Other Compiler notes

Above I said that 1234 is the notation for a decimal value. You will also see the notation 1234L

The trailing L means that this is a long integer value – more on this when we discuss integer sizes and types.

We will also discuss the differences between Signed and Unsigned integers at that time.

You will also see numbers written with decimal points:

1234.456

Anything with a decimal point is either a float or a double. We’ll have more on this when we discuss floating point notation.

Exercises for the student

One

We did not visit the planet Twinkletoes today. It is an wonderful place: everyone goes barefoot all the time and they use a base 20 number system. How would they have written the number of marbles in our bucket?

Two

All of the examples in this document have shown how to convert from other bases into base 10. How would you write a program to convert from base 10 into another base?
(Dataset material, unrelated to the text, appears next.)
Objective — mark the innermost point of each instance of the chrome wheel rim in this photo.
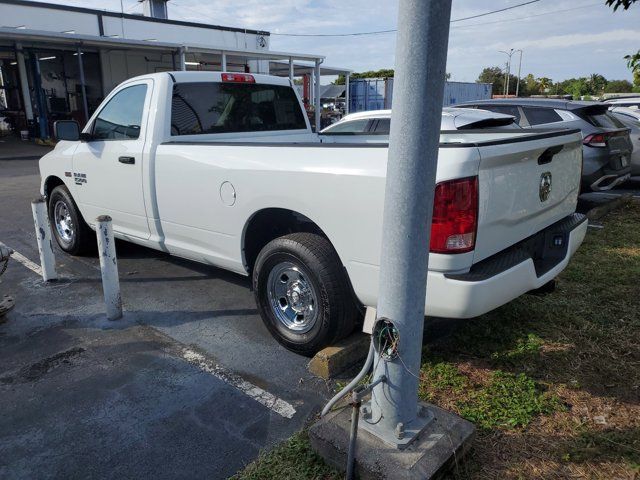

Hint: you may find the C or python language remainder operator % useful.

Three

Can you write a command line program that will:

  1. ask the user to input a number base in base 10 (2 through 36 allowed)

  2. ask the user to input a number for conversion in that base. Remember: good programmers error check all user input. The program should print an error if the user inputs a symbol not allowed in the requested base.

  3. print out the input number converted to Binary, Decimal, and Hexadecimal formats. Hint: Have a look at the printf() function in C or print() in python.

  4. Can you write a new version of the program above that will start like the one above but will also ask the user to select an output base. The program will then print out the user’s input number converted to the the requested output base? Any base from 2 through 36 would be allowed for the output base. Use single letters for numbers in the big bases like we did in hexadecimal.